С этими словами он наклоняется и целует меня. По-хозяйски, жёстко и бескомпромиссно. Влюблено, нежно и будто извиняясь.

И мои глаза действительно распахиваются.

Там, в Злобнолесу, призывая радугу, я возгордилась. Поверила в своё могущество. А злодейке лишь того и надо. Тёмные чувства — трещины на душе. А она просачивается в любую щёлочку. Только любовь и самопожертвование страшны для неё.

Кудесник отрывается от меня и улыбается грустно.

— Вот, теперь ты знаешь, почему тогда я кинулся на тебя… Но — это не оправдывает того, что я сломал твои крылья.

Опускаю голову ему на грудь, бормочу:

— Не важно, представители многих рас обходятся без крыльев. И я научусь.

Он бережно прячет меня в кольцо рук.

— Ты фея. Потерять крылья для тебя — потерять свою суть.

— У меня есть ещё волшебная палочка, — заверяю, — значит, не всё так плохо.

Кудесник печально хмыкает:

— Палочку я ведь тоже сломал.

— У меня была запасная. На всякий случай.

Он тихо смеётся, гладит меня по волосам.

Мы усаживаемся на поваленное бурей дерево. Правда, перед тем, как предложить мне туда присесть, кудесник застилает дерево мягким мхом. Я склоняю голову на плечо любимому, переплетаю наши пальцы и говорю-говорю. Мне надо высказать всё, чтобы заглушить боль, которая разъедает моё сердце, и забрать ту, волнами исходящую от кудесника.

Рассказываю ему о белочке, тролле и их странной любви.

О светлячках, которые отдали за меня жизнь.

О поэте, который сочинил оду про нашу битву с Чёрной Злобой, следы вещников и рыжеволосую Лидию.

О принцах и королях, которые должны поднять свои войска на битву.

Повествую эмоционально, вдохновлено, кудесник слушает внимательно, гладит мою ладонь большим пальцем своей, иногда наклоняется и целует в макушку. И в такие моменты мне кажется, что не было ни сломанных крыльев, ни того его страшного взгляда, что он всегда-всегда был таким — заботливым, чутким, нежным.

— Ты — умница. Такую работу провела. Мне без тебя никогда бы не справиться. Я прикован к лесу, как цепной пёс.

Слегка похлопываю его по руке и говорю:

— Есть дело, в котором мне тоже без тебя не обойтись.

Он настораживается и напрягается. Спина становится неестественно прямой.

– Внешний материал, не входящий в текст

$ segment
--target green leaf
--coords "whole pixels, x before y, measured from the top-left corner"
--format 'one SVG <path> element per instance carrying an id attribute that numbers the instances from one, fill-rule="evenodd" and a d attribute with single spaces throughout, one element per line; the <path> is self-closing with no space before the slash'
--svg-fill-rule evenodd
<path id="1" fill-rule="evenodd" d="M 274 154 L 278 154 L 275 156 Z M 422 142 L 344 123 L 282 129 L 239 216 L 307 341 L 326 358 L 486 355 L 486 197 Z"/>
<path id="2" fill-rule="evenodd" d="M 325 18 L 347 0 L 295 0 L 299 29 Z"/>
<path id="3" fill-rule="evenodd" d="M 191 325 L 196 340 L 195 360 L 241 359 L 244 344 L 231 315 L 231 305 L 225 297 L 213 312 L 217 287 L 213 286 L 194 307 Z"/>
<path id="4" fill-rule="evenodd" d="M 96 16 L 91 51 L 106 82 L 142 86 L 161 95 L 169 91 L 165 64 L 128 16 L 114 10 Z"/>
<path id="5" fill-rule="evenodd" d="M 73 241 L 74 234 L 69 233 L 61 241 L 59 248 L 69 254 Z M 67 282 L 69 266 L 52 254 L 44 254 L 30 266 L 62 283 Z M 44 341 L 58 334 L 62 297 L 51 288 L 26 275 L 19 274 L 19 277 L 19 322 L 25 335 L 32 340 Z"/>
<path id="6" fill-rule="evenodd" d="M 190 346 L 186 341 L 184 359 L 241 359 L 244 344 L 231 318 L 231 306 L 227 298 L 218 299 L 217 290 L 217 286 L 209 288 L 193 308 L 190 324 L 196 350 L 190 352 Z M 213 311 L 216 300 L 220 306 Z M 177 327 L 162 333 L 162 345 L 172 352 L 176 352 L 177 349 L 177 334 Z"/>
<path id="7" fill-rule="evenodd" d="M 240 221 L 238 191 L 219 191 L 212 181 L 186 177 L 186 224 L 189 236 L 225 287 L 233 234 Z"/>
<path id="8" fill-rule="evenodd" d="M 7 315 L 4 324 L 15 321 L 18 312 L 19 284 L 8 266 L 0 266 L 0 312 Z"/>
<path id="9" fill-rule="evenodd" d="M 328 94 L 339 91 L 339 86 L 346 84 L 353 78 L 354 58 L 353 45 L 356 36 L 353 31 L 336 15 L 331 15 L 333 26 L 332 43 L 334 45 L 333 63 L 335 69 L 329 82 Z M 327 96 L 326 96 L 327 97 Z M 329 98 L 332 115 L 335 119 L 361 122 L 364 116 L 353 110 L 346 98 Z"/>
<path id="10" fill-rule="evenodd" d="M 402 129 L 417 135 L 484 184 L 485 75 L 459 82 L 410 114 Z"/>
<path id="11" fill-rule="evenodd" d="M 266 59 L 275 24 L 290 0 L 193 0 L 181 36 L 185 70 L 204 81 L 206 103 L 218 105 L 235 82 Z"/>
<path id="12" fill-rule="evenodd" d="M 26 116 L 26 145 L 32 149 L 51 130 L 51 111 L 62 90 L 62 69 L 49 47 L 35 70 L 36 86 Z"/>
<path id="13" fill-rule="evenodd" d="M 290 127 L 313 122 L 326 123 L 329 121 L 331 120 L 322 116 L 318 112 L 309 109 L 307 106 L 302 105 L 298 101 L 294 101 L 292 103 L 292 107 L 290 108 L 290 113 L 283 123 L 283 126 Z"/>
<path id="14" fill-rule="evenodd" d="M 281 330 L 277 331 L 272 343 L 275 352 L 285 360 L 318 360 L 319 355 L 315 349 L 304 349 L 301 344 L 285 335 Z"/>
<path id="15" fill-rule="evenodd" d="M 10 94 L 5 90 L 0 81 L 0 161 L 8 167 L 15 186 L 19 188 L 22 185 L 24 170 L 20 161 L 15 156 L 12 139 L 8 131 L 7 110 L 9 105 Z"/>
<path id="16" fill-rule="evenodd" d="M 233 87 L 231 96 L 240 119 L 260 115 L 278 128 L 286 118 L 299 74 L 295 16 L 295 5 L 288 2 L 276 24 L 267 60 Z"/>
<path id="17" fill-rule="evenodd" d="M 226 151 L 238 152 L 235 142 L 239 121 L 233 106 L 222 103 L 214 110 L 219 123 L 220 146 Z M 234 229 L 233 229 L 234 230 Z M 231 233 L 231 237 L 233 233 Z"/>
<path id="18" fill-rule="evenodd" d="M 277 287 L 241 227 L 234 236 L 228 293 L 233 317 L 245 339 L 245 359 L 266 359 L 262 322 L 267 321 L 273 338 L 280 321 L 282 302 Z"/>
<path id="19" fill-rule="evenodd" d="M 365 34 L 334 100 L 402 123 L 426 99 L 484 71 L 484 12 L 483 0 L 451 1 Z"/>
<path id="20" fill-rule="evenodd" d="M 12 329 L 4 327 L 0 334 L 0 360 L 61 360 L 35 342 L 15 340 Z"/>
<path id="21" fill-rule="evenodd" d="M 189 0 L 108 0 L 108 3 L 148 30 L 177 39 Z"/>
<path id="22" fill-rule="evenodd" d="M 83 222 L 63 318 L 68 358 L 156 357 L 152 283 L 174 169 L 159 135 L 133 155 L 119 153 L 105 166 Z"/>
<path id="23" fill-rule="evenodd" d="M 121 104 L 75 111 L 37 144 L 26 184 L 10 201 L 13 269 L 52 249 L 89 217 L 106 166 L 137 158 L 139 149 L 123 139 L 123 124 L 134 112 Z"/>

Отвечает мне твёрдо, сжав руку чуть сильнее, чем обычно:

— Я сделаю для тебя всё, что угодно. Чего пожелаешь, моя фея?

Трусь щекой об его грубую, пахнущую лесной свежестью, одежду и говорю, не глядя в глаза:

— Верни мне крылья.

Он вздрагивает, будто ударили, и замирает. Потом грустно, будто задыхаясь, шепчет:

— Разве я могу?

— Только ты и можешь, — отзываюсь, высвобождая руки и обнимая за шею. — Разве ты не знаешь, что любовь делает крылатыми даже людей. Я люблю тебя. А ты?

Вскидываю лицо и жду ответа, глядя кудеснику прямо в глаза.

Он не отвечает.

Кладёт ладонь мне на затылок, притягивает к себе и целует. Властно, жадно, не позволяя опомниться.

Я задыхаюсь, тону, цепляюсь за его плечи.

Меня легко подхватывают и несут. Укладывают на плед из мягких трав, прямо в центре поляны, под луной-фонарём.

Одежда трещит по швам, я пытаюсь сопротивляться, укрыться обрывками ткани, но кудесник отводит мои руки — нежно, но безапелляционно.

— Ты не… — пытаюсь удержаться на краю пропасти и вернуть к своему вопросу.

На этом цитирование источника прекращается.